Talk to Books, an experimental semantic search engine, allows people to ask questions in English and the engine will search more than 100,000 -- about 600 million sentences in aggregate -- to find and highlight the relevant information on the page.
The models driving this experience were trained on a billion conversation-like pairs of sentences, learning to identify what a good response might look like, explains Ray Kurzweil, Google's director of engineering, in a blog post.
Kurzweil introduced the tool Friday.
"You make a statement or ask a question, and the tool finds sentences in books that respond, with no dependence on keyword matching," he wrote. "In a sense, you are talking to the books, getting responses that can help you determine if you’re interested in reading them or not."
For example, ask the website "Can AIs have consciousness?” and the query will return a list of books that include information on that specific question.
Kurzweil and a team at Google Research created the technology.
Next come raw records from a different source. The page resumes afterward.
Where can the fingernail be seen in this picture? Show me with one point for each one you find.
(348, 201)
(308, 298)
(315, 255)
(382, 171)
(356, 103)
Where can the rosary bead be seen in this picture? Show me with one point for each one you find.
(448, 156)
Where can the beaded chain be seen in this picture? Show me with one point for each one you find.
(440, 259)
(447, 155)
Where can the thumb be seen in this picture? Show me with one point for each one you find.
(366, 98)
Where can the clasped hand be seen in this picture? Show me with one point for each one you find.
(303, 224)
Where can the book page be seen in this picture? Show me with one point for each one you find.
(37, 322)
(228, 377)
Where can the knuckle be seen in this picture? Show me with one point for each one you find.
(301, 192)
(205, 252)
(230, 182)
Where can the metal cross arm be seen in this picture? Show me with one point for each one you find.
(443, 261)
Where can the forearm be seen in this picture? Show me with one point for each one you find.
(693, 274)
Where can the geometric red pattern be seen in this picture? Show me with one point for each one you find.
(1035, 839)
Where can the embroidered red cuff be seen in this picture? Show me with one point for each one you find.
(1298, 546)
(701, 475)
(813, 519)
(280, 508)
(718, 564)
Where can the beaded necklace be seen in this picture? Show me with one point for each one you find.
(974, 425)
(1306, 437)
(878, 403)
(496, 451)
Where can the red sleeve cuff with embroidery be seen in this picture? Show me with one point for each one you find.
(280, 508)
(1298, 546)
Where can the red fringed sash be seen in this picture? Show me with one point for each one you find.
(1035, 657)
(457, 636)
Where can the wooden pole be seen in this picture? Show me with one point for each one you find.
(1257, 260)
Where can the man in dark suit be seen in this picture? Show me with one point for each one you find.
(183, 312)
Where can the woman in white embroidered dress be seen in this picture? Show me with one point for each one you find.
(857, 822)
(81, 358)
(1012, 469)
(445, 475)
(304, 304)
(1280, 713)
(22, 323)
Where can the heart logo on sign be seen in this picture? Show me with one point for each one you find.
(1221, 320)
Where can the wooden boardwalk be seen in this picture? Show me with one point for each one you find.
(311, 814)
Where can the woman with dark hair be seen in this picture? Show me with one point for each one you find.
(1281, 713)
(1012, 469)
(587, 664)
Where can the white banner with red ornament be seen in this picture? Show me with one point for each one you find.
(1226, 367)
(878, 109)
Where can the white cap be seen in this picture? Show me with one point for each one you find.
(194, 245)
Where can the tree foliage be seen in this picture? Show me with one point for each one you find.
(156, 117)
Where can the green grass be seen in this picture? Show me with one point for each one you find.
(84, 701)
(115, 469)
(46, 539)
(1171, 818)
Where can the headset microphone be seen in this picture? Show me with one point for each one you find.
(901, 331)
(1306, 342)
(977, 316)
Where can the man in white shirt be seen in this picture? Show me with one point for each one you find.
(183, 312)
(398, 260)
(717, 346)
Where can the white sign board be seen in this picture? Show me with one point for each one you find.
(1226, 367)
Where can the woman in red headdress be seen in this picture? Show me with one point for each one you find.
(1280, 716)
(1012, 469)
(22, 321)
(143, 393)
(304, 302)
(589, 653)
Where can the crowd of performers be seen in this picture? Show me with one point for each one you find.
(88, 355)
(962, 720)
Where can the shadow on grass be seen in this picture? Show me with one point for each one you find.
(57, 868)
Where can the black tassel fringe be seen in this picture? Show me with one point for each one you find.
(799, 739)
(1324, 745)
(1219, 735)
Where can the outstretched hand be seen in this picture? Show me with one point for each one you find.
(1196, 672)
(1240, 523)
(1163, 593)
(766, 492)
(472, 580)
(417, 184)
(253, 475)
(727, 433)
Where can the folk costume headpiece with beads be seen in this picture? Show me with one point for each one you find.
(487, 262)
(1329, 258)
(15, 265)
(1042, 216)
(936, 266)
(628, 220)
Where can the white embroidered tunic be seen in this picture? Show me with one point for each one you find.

If you type a question into the search engine on the Talk to Books website, it will scan every sentence in 100,000 volumes in Google Books and generate a list of likely responses with the pertinent passage bolded.
Last year, Google used word vector models of language to make improvements to Smart Reply for Gmail. Now, researchers are using the technology to explore other applications, such as Talk to Books and Semantris. Both are found on a website called Semantic Experience.
Semantris, a word association game, allows users to enter a word or phrase. The game ranks all of the words onscreen, scoring them based on how well they respond to what the user has typed.